Step 1: Establish the intended purpose
Write down the system's primary function, the end-users, and the scope of decisions it supports or makes autonomously. A system that "helps HR teams" is too vague. "Ranks job applicants by predicted suitability score, shortlisting the top 20% for human review, used by HR managers in hiring decisions for roles in Germany" is classifiable.
Use the Act's definition in Article 3(1): a machine-based system that, for a set of human-defined objectives, infers outputs such as predictions, recommendations, decisions, or content that influence real or virtual environments, and that is designed to operate with some degree of autonomy.
Step 2: Check Article 5
Go through each of the eight prohibited categories. If the system's intended purpose includes real-time biometric identification in public spaces, social scoring, subliminal manipulation, emotion recognition of employees or students, biometric categorisation to infer sensitive attributes, or individual predictive policing — it is prohibited. Stop.
Step 3: Check Annex III (Article 6(2))
Work through each of the eight categories. Use the system's intended purpose as documented in Step 1, not a description of how you hope it will be used in a best-case scenario. If there is a match, the system is provisionally high-risk.
Watch out for indirect matches.
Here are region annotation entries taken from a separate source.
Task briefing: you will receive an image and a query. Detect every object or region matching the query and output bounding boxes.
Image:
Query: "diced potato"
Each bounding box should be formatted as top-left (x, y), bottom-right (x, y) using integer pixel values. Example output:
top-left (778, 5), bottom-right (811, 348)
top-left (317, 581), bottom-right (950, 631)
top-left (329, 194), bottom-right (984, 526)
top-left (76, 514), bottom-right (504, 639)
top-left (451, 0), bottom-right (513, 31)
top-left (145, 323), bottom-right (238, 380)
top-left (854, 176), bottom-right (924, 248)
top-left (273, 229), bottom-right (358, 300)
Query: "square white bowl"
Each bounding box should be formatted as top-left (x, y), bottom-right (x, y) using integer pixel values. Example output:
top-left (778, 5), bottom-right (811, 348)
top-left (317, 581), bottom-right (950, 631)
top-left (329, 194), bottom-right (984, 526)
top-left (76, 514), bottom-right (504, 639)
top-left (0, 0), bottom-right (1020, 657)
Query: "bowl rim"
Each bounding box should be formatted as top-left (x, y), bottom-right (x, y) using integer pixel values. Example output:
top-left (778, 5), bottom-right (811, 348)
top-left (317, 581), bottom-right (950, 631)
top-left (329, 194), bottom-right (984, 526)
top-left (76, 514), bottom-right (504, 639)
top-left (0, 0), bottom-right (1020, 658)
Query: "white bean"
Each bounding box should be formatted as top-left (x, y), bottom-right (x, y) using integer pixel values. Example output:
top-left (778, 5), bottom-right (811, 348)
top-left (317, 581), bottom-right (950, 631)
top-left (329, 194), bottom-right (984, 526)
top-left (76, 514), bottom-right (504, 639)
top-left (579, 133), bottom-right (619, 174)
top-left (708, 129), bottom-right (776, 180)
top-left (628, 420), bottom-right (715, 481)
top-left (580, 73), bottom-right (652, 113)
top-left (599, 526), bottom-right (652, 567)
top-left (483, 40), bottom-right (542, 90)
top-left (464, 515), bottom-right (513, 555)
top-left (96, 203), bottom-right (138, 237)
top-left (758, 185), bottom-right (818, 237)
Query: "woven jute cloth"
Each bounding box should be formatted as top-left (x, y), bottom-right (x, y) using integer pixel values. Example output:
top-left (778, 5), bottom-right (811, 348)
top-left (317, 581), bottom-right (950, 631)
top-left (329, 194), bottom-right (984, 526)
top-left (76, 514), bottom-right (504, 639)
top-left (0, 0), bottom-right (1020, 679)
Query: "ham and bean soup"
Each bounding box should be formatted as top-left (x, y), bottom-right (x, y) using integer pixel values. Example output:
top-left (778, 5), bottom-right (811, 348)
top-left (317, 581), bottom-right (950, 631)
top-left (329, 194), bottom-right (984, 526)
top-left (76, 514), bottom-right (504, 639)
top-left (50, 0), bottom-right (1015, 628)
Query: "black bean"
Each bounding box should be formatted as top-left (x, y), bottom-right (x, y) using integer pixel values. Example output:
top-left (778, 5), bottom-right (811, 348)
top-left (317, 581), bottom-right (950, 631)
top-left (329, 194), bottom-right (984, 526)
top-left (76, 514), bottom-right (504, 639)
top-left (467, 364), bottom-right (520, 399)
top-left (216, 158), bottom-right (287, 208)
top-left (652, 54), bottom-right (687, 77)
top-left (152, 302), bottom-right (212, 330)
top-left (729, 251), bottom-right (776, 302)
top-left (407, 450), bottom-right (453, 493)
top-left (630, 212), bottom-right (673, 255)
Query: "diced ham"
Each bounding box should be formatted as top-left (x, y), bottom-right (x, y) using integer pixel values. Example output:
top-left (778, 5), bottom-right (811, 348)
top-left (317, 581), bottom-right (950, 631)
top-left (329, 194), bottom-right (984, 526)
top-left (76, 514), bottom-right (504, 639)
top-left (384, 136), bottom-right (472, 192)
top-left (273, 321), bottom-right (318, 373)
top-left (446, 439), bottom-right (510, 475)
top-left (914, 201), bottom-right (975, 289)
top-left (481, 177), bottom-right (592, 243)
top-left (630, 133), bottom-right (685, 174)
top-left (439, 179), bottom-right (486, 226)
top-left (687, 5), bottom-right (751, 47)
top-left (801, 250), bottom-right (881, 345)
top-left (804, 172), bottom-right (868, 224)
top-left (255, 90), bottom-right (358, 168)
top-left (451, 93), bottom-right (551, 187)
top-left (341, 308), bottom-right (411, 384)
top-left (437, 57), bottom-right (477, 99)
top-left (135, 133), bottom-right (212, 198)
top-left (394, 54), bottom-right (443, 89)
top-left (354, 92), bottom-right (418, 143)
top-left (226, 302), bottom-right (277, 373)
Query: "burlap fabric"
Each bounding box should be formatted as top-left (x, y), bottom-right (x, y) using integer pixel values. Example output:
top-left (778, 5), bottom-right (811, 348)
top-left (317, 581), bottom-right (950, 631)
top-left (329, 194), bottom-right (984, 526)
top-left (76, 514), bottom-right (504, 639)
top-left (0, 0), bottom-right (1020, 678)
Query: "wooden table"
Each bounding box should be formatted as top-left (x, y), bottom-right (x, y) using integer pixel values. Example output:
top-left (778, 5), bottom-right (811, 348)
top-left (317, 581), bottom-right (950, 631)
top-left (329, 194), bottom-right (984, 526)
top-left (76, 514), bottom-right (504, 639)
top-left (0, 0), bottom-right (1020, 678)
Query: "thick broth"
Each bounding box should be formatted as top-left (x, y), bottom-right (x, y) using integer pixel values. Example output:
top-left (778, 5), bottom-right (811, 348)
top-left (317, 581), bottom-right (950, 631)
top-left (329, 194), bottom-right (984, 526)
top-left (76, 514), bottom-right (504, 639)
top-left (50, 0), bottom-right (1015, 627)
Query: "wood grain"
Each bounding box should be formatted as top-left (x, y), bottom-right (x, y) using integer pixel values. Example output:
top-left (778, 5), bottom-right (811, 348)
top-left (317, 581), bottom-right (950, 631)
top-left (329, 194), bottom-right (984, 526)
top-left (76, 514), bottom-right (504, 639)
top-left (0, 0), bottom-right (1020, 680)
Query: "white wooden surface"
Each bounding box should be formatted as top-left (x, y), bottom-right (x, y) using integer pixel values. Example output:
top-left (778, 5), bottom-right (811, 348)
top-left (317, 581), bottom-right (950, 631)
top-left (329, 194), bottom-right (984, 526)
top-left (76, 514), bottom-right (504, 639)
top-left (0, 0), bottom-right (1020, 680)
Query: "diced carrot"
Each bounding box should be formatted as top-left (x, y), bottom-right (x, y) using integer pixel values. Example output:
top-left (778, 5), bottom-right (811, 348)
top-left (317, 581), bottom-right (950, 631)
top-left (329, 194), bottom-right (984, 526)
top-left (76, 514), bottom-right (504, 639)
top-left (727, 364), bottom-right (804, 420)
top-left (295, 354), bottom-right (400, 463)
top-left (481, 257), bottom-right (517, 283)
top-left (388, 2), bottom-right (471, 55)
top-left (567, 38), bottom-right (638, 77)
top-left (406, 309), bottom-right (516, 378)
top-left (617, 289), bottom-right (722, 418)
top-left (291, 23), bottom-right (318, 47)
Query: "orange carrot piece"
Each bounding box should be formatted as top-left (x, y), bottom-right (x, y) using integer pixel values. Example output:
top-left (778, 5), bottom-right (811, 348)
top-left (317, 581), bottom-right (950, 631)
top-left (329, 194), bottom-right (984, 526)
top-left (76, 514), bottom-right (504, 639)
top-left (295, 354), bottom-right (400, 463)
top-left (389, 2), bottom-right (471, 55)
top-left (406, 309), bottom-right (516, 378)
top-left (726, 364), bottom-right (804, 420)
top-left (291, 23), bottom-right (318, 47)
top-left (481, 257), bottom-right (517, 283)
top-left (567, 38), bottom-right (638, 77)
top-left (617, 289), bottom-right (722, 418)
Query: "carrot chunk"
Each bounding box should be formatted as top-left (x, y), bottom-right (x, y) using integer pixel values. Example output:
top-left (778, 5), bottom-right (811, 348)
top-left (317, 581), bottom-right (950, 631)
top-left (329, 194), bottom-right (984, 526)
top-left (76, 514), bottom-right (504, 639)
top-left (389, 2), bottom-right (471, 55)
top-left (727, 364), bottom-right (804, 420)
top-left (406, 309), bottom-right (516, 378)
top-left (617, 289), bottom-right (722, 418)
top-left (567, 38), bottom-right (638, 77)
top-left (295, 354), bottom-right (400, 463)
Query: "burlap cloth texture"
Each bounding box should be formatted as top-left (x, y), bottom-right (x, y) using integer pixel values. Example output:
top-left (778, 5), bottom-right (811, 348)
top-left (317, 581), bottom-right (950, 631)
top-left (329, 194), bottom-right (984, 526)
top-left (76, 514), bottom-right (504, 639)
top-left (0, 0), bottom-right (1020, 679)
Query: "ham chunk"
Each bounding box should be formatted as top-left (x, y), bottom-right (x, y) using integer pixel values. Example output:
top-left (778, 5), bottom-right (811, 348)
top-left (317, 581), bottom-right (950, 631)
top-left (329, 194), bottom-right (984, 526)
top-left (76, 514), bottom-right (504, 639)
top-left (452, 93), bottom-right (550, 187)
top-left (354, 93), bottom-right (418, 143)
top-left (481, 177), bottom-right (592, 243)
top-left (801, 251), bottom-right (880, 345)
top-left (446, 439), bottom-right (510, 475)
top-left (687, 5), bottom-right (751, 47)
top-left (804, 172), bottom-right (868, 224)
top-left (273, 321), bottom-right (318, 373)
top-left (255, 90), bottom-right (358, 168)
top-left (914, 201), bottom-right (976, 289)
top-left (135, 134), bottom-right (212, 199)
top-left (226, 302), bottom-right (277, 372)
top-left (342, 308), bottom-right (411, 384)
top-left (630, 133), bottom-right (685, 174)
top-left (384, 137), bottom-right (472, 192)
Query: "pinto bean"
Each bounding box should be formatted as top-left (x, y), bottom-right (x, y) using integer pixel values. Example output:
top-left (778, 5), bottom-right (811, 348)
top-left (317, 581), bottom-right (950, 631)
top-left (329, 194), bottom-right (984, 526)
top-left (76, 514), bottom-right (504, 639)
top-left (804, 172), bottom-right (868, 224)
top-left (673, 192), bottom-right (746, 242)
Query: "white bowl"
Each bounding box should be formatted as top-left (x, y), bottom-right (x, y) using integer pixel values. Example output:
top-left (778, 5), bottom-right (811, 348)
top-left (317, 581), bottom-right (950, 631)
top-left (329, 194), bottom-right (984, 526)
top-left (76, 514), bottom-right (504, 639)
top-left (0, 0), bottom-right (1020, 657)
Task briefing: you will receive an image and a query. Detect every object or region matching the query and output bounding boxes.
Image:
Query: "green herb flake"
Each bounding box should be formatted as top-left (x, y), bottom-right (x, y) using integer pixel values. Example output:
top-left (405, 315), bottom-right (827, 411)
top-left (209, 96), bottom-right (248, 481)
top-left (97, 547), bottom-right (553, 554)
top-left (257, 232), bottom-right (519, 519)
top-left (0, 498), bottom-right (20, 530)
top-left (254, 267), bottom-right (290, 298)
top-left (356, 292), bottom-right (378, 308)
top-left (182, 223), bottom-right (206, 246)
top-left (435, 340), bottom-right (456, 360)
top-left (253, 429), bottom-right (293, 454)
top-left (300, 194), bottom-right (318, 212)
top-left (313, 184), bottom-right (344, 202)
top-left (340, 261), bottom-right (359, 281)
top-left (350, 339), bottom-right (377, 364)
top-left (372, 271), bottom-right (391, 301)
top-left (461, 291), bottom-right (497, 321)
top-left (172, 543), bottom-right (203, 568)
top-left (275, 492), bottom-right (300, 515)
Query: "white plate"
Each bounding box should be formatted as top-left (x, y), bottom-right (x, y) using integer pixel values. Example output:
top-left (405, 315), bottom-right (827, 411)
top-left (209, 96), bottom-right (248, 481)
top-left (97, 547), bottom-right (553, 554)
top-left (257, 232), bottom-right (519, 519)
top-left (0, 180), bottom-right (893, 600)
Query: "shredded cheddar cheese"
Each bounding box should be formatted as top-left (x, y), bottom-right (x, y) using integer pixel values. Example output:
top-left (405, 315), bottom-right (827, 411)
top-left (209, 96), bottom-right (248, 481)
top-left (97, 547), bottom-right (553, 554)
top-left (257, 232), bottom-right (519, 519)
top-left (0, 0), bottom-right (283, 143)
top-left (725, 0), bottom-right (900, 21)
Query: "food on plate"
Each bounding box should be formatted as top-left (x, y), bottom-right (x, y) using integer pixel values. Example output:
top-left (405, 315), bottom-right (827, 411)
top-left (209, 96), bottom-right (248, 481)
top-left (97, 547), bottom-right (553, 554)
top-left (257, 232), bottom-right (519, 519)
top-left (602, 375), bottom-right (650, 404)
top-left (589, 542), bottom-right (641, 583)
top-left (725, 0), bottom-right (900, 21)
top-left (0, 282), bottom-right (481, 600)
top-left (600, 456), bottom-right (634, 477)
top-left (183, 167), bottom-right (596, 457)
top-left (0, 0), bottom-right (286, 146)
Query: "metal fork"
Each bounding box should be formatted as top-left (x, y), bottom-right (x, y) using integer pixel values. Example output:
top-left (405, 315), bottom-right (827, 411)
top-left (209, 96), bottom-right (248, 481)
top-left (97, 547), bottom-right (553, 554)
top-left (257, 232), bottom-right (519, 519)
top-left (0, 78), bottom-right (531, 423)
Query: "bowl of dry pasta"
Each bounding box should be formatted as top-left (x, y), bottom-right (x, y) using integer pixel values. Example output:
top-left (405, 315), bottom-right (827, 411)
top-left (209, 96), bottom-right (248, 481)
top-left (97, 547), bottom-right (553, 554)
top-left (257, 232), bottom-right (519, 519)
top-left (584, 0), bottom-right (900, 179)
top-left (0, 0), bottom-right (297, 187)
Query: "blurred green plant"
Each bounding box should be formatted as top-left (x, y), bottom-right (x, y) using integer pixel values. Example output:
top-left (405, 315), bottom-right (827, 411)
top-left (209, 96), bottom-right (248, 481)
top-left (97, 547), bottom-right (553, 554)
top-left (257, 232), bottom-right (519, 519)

A workforce-analytics tool that evaluates individual employee productivity against benchmarks and generates reports for line managers is in Annex III point 4 (employment/workers management) even if the final termination decision is made by a human.
Step 4: Apply the Article 6(3) filter
If the system lands in Annex III, ask whether it actually poses a significant risk of harm. Work through the four safe-harbour conditions:
- Narrow procedural task only?
- Improves a result already produced by a complete human activity?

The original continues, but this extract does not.